AUTHOR=Shi Ameng , Li Ting , Zheng Ying , Song Yahua , Wang Haitao , Wang Na , Dong Lei , Shi Haitao 

TITLE=Chlorogenic Acid Improves NAFLD by Regulating gut Microbiota and GLP-1

JOURNAL=Frontiers in Pharmacology

VOLUME=Volume 12 - 2021

YEAR=2021

URL=https://www.frontiersin.org/journals/pharmacology/articles/10.3389/fphar.2021.693048

DOI=10.3389/fphar.2021.693048

ISSN=1663-9812

ABSTRACT=Our previous studies have shown that chlorogenic acid (CGA) could significantly improve acute and chronic liver injury through antioxidant and anti-inflammatory activities. However, its effect on non-alcoholic fatty liver disease (NAFLD) are not entirely clear.
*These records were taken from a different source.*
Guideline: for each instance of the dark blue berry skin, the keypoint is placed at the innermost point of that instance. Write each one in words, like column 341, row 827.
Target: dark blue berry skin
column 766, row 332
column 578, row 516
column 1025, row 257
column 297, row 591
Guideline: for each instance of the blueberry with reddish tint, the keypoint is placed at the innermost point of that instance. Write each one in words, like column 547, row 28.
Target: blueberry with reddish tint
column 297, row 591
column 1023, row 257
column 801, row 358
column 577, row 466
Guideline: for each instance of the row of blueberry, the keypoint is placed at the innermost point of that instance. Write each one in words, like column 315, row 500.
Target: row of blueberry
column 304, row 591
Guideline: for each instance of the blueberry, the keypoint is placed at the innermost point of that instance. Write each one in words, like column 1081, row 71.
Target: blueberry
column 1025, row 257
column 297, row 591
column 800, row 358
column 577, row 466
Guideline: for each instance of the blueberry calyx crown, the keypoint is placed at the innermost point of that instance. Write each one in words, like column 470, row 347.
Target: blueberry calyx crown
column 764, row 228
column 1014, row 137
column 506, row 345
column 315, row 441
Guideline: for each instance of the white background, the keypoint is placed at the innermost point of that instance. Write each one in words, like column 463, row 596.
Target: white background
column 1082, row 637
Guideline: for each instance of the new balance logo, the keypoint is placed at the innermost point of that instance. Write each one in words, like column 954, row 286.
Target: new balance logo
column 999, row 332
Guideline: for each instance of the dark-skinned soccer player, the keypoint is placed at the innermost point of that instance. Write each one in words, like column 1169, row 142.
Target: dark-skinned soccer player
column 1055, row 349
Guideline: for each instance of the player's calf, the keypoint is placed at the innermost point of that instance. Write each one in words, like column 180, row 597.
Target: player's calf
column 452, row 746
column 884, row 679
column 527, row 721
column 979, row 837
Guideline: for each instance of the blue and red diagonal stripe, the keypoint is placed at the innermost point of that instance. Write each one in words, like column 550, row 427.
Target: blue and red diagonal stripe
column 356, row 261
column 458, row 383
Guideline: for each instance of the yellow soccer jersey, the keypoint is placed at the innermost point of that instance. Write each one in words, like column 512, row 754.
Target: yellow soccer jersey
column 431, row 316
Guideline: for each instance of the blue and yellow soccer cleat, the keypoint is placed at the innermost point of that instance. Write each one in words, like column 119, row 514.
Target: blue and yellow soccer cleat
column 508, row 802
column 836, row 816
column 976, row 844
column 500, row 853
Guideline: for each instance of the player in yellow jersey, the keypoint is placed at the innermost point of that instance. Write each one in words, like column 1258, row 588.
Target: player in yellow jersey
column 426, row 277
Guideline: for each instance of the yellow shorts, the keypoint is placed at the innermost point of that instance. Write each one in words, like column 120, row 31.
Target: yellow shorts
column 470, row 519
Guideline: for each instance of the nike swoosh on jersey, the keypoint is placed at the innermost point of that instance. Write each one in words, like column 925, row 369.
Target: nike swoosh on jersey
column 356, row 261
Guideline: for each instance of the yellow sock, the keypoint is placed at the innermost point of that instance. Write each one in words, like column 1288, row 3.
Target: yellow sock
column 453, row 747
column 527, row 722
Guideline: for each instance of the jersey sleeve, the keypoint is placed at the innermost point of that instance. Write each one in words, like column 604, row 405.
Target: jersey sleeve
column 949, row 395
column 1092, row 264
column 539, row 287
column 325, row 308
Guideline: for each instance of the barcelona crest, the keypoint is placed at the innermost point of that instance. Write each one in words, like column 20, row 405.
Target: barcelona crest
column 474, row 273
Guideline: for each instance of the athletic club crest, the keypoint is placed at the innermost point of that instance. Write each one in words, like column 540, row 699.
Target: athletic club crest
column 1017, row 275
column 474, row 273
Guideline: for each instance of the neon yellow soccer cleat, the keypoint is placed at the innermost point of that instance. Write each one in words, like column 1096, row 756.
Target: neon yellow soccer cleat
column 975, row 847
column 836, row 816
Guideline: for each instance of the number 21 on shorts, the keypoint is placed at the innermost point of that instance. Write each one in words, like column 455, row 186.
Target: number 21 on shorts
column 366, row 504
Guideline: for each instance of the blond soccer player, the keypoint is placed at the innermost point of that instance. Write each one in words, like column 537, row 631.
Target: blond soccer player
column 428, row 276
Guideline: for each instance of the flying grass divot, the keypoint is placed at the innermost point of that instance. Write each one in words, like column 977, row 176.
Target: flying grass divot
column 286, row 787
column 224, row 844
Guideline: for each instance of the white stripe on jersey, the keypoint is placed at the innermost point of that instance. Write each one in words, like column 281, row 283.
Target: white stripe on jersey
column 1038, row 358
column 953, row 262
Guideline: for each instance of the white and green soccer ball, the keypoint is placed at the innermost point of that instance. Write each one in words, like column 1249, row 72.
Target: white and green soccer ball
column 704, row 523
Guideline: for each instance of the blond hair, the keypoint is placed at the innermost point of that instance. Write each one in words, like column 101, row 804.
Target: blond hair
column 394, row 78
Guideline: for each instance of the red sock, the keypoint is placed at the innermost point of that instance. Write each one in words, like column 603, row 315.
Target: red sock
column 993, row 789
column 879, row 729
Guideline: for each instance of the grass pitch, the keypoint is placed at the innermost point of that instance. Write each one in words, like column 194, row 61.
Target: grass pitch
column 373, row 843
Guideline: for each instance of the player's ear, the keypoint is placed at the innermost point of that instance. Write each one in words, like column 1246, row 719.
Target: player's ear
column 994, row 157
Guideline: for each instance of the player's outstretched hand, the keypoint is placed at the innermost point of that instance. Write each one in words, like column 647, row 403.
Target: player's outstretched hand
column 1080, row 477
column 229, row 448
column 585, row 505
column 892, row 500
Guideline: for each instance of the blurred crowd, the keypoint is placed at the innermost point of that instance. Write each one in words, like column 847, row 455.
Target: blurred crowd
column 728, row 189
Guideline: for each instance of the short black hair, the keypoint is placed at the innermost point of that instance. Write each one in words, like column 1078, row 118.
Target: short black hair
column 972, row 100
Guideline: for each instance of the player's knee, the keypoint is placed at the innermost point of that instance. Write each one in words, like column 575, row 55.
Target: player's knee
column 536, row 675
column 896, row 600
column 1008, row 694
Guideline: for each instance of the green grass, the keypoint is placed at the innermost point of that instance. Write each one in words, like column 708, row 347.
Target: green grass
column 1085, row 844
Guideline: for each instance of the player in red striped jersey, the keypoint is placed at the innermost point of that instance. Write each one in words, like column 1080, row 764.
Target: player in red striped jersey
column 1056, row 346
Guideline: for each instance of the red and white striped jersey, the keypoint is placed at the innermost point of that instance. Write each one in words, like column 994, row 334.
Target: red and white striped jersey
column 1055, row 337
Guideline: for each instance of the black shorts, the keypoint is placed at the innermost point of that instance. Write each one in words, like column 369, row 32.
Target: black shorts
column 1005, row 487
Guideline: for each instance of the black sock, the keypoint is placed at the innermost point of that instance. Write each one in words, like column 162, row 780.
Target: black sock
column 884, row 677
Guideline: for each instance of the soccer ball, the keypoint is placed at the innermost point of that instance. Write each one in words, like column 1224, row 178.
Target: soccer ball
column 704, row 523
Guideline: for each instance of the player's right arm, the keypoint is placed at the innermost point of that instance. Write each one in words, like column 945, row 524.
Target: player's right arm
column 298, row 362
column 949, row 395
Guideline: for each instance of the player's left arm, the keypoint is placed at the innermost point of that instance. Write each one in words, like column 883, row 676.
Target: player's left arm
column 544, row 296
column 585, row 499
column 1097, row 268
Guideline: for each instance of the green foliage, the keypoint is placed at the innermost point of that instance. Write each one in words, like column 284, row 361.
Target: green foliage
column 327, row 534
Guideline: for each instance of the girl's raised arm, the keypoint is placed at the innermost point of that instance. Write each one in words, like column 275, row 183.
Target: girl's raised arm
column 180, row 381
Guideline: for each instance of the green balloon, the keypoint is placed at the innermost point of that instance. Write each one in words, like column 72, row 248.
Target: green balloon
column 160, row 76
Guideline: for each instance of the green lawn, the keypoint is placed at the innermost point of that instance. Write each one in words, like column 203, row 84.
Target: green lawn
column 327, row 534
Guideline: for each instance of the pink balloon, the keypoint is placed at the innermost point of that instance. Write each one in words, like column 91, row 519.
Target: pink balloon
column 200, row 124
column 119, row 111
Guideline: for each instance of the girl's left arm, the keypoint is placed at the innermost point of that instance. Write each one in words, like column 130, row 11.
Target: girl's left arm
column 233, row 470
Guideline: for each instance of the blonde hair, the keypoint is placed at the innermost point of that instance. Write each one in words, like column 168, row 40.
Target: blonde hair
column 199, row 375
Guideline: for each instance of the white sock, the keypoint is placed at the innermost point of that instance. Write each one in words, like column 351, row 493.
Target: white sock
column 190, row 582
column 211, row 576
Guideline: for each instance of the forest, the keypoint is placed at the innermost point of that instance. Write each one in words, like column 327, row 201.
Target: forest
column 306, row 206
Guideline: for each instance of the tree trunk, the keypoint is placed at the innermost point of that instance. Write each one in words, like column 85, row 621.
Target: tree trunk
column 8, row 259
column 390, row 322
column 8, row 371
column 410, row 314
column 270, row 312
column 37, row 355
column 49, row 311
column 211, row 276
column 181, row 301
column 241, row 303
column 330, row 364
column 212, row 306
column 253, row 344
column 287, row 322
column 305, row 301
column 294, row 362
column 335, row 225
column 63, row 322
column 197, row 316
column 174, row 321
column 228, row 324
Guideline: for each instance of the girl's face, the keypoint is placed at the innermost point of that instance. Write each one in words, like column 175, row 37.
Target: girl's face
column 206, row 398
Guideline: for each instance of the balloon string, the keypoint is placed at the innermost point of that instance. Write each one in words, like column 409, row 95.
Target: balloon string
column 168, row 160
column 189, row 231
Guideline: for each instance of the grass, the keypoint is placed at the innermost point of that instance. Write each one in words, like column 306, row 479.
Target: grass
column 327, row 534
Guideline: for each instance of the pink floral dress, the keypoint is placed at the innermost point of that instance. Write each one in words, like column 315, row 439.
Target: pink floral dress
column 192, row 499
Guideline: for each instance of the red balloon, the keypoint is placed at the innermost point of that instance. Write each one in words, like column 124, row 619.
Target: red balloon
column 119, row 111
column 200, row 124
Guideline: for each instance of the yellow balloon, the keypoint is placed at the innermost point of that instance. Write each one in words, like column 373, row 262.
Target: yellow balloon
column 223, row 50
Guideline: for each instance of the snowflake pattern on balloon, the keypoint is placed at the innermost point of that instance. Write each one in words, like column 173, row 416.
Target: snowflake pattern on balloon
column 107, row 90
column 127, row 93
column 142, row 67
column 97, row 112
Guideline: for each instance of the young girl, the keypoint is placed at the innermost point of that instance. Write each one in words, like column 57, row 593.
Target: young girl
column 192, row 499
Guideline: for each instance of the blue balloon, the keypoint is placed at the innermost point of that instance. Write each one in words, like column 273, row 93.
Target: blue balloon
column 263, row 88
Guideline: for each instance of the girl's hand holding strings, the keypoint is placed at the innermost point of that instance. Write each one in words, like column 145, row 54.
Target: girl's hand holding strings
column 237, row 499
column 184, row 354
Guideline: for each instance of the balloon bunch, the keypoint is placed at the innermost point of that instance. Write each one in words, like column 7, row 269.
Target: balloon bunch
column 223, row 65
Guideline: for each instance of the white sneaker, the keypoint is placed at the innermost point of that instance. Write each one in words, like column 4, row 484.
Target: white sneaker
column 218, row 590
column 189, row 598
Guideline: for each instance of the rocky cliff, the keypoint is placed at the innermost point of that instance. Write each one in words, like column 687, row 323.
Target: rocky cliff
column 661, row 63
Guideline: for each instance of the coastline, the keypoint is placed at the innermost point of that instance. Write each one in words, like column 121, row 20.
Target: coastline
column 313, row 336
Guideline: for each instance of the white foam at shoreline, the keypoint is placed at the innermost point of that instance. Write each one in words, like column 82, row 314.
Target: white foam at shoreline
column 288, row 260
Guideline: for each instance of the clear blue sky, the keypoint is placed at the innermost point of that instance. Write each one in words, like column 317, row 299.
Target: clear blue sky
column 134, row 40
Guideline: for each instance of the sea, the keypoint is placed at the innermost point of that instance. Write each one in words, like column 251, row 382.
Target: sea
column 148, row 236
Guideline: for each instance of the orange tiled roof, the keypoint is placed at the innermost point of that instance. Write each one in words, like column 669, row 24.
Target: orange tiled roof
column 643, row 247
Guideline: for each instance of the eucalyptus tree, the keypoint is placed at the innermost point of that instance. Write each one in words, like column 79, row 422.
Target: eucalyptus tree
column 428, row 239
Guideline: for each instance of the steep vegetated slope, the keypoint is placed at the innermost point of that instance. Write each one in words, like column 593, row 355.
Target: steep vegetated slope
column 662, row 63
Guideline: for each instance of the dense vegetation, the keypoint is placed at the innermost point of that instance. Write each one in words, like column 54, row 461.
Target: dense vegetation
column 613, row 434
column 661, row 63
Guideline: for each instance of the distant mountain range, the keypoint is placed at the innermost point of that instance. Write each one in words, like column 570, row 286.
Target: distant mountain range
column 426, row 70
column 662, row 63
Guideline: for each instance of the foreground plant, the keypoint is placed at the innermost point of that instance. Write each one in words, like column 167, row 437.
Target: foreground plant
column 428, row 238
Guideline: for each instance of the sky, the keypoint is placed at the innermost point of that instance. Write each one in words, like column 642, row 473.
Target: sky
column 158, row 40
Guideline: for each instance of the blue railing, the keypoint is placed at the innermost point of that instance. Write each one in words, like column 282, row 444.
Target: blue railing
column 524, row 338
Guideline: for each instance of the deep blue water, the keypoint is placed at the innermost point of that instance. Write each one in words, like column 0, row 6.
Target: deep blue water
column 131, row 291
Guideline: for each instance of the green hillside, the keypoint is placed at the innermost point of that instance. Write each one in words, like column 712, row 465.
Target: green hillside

This study aims to explore the effect of CGA on NAFLD and whether it regulates the gut microbiota and Glucagon-like peptide-1 ( GLP-1 ). NAFLD mice were established by high fat diet (HFD) and treated with or without CGA. Serum transaminase, fasting plasma glucose (FPG), blood lipids, insulin, GLP-1 and lipopolysaccharide (LPS) were detected. Liver histology was evaluated with HE staining. TLR4 signaling pathway was analyzed with western blot and inflammatory cytokines were detected with real-time PCR. The numbers of gut microbiota were determined with real-time PCR of the bacterial 16S rRNA gene. Expressions of intestine tight junctional protein were examined with immunohistochemistry. CGA could alleviate HFD-induced hepatic steatosis and inflammation, reduce serum transaminase, FPG and blood lipids, increase insulin sensitivity. CGA also could reverse HFD-induced activation of TLR4 signaling pathway and expression of TNF-α and IL-6 in liver. Meanwhile, CGA increased the abundance of Bifidobacterium and Lactobacillus and reduced the abundance of Escherichia coli and Enterococcus in feces. Furthermore, CGA could increase the expression of tight junction proteins Occludin and ZO-1 in intestinal tissue. Moreover, CGA could decrease the level of LPS and increased the level of GLP-1 in portal vein. These results indicate that CGA protects against HFD-induced hepatic steatosis and inflammation probably through its anti-inflammatory effects associated with changes of gut microbiota and an increase of GLP-1 secretion and thus can be used as a potential drug for the treatment of NAFLD.